# Die gewohnte Version von Ad-Aware SE ist gestrichen



## Unregistriert (11 Juni 2007)

Hallo zusammen,
seit heute morgen ist bei Lavasoft eine 17 (statt wie vorher 2,7 MB)  MB große für private Anwender kostenlose Version downzuloaden - die vorher gewohnte Version Build 106.r1 fragt zwar nach, ob ein update gemacht werden soll, ändert dann aber ohne Kommentar die defs.zip im Namen und teilt nur mit, dass das Programm beendet wird.
Zur neuen Version habe ich noch nicht die Einzelheiten nachsehen können, vor allem schient mir die LanguageDatei zu fehlen, mit der man auf die deutsche Oberfläche umschalten kann.
Dozentin


----------



## Wuschel_MUC (13 Juni 2007)

*AW: Die gewohnte Version von Ad-Aware SE ist gestrichen*



Unregistriert schrieb:


> Hallo zusammen,
> seit heute morgen ist bei Lavasoft eine 17 (statt wie vorher 2,7 MB) MB große für private Anwender kostenlose Version downzuloaden
> ...
> vor allem schient mir die LanguageDatei zu fehlen, mit der man auf die deutsche Oberfläche umschalten kann.

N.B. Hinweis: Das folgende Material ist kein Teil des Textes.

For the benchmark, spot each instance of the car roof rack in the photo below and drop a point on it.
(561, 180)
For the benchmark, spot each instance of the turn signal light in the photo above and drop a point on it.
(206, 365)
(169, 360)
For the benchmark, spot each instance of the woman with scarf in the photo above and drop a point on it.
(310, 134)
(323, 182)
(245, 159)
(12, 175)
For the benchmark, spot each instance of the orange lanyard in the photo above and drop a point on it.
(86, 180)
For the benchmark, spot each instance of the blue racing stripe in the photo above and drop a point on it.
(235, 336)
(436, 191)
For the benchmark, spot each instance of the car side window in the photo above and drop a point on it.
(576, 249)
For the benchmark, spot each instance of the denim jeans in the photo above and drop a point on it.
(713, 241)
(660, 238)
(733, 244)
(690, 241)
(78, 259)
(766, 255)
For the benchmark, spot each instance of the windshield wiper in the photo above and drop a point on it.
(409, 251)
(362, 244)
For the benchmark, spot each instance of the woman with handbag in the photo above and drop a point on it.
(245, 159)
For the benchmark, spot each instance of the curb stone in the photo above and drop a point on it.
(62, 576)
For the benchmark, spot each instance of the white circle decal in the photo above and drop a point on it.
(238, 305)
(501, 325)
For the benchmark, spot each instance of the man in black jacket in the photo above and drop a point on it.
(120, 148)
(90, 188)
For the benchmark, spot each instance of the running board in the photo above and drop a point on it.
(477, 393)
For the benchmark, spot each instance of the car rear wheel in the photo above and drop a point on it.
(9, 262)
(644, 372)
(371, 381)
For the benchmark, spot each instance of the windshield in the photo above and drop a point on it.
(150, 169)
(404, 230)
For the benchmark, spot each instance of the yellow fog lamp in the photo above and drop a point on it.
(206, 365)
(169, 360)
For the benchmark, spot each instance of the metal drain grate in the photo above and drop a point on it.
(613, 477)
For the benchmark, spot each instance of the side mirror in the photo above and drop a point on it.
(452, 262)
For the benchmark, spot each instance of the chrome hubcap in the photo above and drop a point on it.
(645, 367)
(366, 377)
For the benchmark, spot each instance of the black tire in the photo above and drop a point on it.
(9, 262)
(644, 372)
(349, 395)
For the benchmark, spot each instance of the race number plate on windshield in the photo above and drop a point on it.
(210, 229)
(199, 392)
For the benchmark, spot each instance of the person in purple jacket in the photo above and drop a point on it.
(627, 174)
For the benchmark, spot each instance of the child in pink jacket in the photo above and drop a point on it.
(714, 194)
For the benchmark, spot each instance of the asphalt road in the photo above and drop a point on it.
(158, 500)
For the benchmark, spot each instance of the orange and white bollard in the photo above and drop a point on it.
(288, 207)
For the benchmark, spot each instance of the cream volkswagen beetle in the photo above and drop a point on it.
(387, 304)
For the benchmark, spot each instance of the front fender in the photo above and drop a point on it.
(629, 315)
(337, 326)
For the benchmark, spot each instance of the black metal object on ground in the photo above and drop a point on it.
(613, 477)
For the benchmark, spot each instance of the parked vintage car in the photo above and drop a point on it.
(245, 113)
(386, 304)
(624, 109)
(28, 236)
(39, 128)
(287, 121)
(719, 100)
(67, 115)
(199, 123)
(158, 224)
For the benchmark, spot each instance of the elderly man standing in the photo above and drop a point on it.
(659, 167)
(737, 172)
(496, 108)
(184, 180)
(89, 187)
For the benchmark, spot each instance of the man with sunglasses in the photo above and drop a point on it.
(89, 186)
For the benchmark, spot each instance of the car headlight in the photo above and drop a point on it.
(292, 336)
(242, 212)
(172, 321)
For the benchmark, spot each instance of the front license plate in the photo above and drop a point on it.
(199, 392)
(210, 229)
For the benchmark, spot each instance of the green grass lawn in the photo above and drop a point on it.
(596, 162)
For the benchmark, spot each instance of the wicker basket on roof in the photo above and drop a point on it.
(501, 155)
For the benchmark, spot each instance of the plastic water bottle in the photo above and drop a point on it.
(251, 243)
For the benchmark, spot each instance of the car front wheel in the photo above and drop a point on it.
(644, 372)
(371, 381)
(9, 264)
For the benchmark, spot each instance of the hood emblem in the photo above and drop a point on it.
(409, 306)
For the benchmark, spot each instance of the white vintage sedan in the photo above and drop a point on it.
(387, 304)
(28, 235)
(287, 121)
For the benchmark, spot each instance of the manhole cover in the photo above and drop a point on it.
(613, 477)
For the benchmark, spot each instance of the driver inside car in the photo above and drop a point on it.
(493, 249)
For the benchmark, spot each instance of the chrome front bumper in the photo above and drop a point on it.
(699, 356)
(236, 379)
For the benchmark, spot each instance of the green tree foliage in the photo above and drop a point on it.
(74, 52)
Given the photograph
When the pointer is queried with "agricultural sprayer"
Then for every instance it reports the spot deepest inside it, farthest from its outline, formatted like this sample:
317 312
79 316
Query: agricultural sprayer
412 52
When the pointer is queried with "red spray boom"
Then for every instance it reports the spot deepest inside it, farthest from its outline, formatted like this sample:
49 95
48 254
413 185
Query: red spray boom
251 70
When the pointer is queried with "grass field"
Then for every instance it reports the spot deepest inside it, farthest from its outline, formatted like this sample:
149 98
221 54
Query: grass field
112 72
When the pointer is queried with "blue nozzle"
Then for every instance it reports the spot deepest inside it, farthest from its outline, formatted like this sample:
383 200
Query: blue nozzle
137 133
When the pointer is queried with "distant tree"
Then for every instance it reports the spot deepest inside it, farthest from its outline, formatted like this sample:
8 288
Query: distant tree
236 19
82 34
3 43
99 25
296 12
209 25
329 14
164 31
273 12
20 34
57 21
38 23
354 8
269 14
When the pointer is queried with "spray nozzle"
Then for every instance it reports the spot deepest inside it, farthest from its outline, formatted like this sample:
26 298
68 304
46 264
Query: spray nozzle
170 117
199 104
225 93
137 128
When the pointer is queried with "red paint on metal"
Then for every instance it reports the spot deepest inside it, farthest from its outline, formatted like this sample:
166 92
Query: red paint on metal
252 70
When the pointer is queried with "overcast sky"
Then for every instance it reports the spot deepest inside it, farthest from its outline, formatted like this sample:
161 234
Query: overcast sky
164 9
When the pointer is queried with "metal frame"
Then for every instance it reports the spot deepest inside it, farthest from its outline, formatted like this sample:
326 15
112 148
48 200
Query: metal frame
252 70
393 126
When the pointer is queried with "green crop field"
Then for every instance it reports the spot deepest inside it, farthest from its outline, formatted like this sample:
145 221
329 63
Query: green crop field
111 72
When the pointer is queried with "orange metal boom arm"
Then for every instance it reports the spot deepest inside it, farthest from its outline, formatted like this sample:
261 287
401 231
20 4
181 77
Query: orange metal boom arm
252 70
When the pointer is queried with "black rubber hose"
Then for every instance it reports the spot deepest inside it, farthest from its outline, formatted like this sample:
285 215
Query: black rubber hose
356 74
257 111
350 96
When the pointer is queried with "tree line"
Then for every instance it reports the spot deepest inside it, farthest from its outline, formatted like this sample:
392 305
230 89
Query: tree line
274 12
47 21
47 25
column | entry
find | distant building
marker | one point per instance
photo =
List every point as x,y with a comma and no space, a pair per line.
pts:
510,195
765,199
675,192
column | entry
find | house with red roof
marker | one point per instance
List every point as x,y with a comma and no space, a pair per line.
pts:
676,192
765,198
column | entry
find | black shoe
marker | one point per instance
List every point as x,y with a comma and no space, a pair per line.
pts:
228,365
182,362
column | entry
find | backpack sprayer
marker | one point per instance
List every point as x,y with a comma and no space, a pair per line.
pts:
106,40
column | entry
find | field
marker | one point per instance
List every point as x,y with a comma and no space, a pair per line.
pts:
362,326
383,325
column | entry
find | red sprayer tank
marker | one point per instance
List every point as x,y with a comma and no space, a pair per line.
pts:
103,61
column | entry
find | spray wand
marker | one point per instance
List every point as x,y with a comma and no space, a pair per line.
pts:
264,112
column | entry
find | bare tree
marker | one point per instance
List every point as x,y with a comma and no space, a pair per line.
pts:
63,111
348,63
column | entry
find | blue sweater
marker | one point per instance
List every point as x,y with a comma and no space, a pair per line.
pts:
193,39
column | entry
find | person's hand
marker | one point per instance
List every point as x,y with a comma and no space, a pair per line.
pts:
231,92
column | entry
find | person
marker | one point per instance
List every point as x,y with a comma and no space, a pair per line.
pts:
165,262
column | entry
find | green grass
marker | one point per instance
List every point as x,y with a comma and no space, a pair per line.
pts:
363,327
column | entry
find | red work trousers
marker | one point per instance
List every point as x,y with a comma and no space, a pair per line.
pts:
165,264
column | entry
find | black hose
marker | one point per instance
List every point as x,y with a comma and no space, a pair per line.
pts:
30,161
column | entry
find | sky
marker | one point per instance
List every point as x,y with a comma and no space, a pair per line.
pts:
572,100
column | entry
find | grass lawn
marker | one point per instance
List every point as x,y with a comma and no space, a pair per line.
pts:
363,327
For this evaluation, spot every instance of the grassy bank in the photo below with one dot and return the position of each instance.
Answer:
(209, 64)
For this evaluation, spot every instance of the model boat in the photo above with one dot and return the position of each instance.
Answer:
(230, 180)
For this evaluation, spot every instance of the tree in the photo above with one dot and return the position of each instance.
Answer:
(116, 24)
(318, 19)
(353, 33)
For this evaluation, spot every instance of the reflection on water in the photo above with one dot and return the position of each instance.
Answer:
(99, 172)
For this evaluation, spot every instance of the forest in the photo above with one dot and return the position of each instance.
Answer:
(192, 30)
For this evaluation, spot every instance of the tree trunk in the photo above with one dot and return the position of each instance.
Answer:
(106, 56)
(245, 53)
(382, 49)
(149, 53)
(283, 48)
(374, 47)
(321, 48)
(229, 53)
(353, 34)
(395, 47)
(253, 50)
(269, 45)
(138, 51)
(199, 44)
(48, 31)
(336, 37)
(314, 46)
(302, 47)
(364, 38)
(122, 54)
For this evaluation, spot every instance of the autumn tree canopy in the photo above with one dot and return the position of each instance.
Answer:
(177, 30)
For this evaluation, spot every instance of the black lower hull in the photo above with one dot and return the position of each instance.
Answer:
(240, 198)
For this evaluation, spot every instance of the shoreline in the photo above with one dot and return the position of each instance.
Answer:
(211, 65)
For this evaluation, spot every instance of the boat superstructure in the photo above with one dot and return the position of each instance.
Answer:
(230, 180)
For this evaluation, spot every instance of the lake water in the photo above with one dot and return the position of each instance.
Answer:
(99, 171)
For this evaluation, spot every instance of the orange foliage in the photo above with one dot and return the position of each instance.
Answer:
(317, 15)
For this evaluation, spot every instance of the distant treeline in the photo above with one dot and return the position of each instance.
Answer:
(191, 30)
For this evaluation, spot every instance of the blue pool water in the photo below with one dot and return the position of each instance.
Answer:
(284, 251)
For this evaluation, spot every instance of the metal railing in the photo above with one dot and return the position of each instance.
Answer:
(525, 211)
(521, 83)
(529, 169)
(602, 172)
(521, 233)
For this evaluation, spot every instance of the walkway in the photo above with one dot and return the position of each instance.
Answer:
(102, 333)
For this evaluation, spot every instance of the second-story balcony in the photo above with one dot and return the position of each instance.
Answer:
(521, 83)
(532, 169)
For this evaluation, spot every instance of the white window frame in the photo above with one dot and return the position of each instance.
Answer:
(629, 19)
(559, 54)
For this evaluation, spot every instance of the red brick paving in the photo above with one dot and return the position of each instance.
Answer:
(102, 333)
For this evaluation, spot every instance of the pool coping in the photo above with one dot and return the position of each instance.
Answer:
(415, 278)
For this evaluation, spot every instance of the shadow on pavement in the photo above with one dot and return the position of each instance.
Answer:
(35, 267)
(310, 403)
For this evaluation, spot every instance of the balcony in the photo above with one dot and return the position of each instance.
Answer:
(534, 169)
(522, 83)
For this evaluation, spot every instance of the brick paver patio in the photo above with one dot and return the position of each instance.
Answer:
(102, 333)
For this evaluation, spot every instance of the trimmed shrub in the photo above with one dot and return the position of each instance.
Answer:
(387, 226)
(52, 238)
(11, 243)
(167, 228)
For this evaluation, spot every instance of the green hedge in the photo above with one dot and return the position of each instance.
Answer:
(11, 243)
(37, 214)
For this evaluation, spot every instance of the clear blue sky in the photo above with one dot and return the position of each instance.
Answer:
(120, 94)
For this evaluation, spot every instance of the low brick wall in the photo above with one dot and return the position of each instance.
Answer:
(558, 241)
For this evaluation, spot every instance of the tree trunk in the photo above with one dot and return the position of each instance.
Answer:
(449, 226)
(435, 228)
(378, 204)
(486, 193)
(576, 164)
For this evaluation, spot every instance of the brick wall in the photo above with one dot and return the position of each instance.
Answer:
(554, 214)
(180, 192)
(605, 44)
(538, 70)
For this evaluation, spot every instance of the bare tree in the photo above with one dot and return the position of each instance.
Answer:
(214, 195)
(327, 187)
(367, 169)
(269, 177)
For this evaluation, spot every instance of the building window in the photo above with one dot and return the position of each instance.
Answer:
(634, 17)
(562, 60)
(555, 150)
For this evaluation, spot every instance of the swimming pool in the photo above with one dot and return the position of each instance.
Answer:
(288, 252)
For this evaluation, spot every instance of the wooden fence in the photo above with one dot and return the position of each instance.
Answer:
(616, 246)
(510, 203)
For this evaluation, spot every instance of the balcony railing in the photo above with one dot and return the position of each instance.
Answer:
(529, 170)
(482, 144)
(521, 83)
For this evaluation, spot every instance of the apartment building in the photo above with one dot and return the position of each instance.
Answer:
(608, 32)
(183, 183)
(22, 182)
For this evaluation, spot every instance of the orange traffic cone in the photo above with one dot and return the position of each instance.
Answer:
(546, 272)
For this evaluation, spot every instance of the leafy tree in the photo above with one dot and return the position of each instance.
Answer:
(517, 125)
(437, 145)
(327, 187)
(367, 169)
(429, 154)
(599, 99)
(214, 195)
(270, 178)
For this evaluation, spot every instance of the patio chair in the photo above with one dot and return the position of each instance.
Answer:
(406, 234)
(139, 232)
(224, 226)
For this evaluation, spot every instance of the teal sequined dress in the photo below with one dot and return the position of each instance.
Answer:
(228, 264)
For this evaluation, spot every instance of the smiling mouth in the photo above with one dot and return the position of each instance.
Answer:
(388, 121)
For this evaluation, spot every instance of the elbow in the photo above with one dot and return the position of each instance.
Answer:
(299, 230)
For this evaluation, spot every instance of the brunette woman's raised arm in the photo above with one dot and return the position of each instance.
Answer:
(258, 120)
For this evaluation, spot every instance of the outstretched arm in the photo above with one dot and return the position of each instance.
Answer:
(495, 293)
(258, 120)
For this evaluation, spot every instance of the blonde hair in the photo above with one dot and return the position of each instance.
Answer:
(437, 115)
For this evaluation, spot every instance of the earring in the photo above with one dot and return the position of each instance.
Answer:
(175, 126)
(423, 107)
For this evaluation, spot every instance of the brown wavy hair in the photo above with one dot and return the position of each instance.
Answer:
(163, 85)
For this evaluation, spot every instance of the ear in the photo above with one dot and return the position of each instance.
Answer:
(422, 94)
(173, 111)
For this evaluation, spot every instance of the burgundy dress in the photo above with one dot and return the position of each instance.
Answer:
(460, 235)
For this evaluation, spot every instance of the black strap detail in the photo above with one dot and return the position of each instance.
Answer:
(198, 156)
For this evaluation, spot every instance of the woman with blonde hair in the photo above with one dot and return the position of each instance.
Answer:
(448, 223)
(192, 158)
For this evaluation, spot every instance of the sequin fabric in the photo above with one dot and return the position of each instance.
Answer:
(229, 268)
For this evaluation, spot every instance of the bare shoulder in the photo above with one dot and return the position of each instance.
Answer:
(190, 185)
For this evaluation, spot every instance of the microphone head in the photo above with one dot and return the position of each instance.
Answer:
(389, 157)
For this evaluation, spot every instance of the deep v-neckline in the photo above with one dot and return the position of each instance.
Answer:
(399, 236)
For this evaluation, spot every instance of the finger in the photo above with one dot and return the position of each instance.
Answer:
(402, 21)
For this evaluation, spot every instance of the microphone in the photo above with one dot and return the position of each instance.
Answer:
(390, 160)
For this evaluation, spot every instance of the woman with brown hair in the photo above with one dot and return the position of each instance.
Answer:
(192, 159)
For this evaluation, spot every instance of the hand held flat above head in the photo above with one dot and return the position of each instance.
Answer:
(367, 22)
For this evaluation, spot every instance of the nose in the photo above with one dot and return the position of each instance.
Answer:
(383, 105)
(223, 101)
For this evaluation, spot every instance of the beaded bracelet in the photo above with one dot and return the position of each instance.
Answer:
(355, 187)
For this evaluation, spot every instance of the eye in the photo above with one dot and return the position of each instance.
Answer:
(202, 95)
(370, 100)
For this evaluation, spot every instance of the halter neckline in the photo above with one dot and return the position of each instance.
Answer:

Ich war Betatester für die neue Version. Anfangs hat das Programm ganz schön geknirscht. Mittlerweile scheint man die Kinderkrankheiten behoben zu haben. Eine deutsche Version habe ich auch noch nicht gefunden, aber die wird schon irgendwann kommen.

Alternativ dazu könntest du den Spybot oder die AVG Anti-Spyware nehmen, die gibt's auch auf Deutsch.

Wuschel


----------